A. Von der Darstellung der tatsächlichen Feststellungen wird abgesehen (§§ 540 II, 313 a I 1 ZPO i. Verb. m. § 544 II Nr. 1 ZPO).

B. Der Senat hat durch Endurteil zu entscheiden, nachdem die Beklagte einen im Termin vom 08.12.2021 geschlossenen, für die Beklagte widerruflichen Vergleich fristgerecht widerrufen hat. Die statthafte sowie form- und fristgerecht eingelegte und begründete, somit zulässige Berufung hat in der Sache teilweise Erfolg.

I. Der Senat teilt nicht die Auffassung des Landgerichts, dass für die von der Klägerin erlittenen, zum Zeitpunkt der Verhandlung vor dem Oberlandesgericht München im Verfahren 10 U 2177/92 nicht vorhersehbaren weiteren Verletzungsfolgen ein Schmerzensgeld von mehr als 45.000 EUR nebst Zinsen gerechtfertigt ist.

1. Zutreffend geht das Landgericht davon aus, dass ein weiteres Schmerzensgeld nur für solche Verletzungen und Verletzungsfolgen zugesprochen werden kann, die zum Zeitpunkt des Schlusses der letzten mündlichen Verhandlung vor dem Senat am 28.05.1993 objektiv, aus der Sicht eines medizinischen Sachverständigen, nicht vorhersehbar waren. Dies sind zusammengefasst die zeitlich begrenzten zusätzlichen Schmerzen durch die infizierte Hüfttotalendoprothese und die zusätzlichen Beeinträchtigungen durch deren Ausbau und nach zahlreichen Operationen neuerlichen Ersatz sowie die durch diese nicht vorhersehbare Spätfolge entstandene rezidivierende depressive Störung mittelgradiger Ausprägung.
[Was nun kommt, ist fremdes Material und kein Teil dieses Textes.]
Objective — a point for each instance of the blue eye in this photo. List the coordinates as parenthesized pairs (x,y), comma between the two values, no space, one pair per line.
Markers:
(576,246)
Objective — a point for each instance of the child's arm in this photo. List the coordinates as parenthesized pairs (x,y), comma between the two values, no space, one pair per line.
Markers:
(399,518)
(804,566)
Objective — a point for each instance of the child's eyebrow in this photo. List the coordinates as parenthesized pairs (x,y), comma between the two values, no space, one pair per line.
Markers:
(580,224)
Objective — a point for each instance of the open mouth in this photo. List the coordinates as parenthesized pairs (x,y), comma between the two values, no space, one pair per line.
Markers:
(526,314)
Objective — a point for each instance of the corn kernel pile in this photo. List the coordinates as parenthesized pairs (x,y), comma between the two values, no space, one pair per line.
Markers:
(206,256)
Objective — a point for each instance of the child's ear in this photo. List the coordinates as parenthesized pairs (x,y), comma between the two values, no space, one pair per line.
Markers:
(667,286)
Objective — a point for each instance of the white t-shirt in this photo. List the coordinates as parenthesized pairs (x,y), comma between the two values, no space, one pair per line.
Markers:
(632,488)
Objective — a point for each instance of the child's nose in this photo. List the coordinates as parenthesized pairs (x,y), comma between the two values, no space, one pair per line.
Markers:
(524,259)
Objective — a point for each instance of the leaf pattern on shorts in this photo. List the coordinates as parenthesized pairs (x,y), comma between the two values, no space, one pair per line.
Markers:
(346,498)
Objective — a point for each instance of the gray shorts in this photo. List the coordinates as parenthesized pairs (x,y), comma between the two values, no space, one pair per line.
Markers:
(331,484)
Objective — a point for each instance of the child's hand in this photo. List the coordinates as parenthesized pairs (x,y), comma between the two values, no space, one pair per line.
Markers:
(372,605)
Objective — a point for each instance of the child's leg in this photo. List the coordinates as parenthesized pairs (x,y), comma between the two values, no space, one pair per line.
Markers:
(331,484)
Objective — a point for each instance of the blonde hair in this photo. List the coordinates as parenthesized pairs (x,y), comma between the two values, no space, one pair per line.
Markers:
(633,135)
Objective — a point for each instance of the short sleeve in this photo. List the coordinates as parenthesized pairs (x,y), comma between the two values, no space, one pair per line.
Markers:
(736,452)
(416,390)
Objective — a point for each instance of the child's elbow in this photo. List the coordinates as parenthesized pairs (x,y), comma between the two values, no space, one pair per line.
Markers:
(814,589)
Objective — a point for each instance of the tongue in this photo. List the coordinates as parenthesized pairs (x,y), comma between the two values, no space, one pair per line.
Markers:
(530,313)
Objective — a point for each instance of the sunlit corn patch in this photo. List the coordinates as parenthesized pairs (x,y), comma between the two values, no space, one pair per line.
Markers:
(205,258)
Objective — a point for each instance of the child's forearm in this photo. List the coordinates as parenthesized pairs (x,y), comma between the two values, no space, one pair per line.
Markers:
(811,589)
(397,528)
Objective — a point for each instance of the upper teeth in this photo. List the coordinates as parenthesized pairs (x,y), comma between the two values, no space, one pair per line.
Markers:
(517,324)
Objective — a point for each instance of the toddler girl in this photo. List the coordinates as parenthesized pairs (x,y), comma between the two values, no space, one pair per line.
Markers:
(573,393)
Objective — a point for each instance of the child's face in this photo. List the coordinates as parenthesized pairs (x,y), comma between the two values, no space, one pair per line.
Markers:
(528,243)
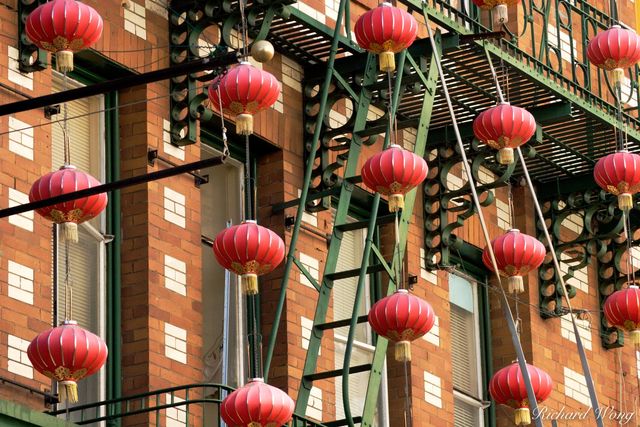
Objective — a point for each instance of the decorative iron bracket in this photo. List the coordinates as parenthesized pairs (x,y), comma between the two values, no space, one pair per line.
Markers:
(30,58)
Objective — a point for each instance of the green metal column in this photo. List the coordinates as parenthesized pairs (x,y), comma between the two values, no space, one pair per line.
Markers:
(114,319)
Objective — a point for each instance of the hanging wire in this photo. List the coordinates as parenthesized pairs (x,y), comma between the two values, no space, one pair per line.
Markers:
(507,310)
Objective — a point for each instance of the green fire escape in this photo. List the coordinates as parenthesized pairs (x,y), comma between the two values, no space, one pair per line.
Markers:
(570,100)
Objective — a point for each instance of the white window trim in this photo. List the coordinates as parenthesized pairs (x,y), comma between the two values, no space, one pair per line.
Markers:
(240,339)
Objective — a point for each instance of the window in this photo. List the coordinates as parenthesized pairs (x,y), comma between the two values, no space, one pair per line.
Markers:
(87,258)
(466,352)
(221,204)
(343,299)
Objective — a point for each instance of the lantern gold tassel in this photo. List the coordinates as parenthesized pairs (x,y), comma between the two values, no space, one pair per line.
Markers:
(396,202)
(625,201)
(387,61)
(403,351)
(250,284)
(244,124)
(64,61)
(69,232)
(500,14)
(617,75)
(515,284)
(505,156)
(522,417)
(68,391)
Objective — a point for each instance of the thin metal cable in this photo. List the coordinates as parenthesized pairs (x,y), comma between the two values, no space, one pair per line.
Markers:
(505,303)
(583,358)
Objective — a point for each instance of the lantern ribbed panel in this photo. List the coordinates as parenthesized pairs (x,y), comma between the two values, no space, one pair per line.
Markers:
(614,48)
(490,4)
(504,126)
(67,352)
(394,171)
(618,173)
(516,253)
(507,386)
(401,317)
(248,248)
(245,89)
(622,309)
(385,29)
(64,25)
(257,404)
(66,180)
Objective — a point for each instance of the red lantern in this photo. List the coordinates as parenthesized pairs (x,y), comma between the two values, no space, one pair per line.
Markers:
(499,9)
(516,255)
(386,30)
(69,214)
(622,310)
(402,318)
(614,49)
(394,172)
(67,354)
(249,250)
(507,388)
(504,127)
(63,27)
(619,174)
(257,404)
(244,90)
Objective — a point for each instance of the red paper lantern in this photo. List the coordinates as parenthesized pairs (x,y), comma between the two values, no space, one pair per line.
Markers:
(614,49)
(619,174)
(63,27)
(516,255)
(244,90)
(504,127)
(249,250)
(622,310)
(499,9)
(386,30)
(507,388)
(257,404)
(394,172)
(402,318)
(65,180)
(67,354)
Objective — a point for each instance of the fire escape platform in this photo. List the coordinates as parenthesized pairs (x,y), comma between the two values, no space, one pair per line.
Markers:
(567,145)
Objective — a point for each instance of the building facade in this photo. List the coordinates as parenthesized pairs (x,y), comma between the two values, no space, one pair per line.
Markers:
(179,329)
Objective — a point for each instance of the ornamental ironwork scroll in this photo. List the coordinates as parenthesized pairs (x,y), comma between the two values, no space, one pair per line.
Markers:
(447,197)
(30,57)
(199,29)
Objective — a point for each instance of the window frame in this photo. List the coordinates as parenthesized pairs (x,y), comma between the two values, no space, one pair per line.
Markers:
(479,286)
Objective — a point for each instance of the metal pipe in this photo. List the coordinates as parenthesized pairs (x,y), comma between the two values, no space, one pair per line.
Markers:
(393,100)
(305,191)
(583,357)
(505,302)
(119,84)
(123,183)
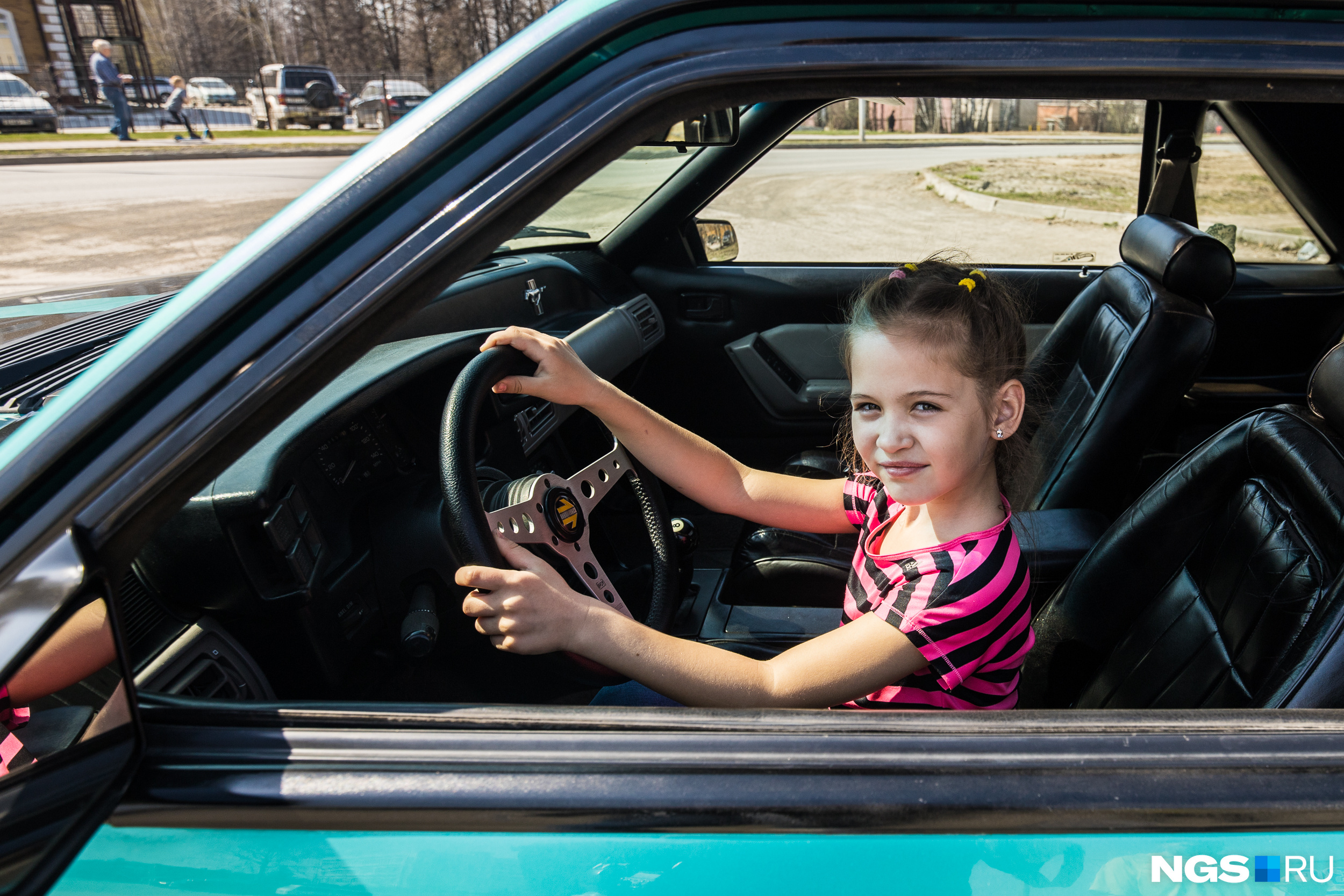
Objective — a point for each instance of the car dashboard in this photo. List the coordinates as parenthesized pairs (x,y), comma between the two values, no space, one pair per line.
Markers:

2. Das Risiko für die Entstehung einer unfallbedingten Sprunggelenksarthrose bewertete der Sachverständige zum maßgeblichen Zeitpunkt bei seiner Anhörung vor dem Landgericht mit 10% bis 20%, weshalb das Landgericht diese Spätfolge als nach objektiven Gesichtspunkten nicht vorhersehbar erachtete und die damit verbundenen Folgen und Beschwerden bei der Bemessung des weiteren Schmerzensgeldes berücksichtigte.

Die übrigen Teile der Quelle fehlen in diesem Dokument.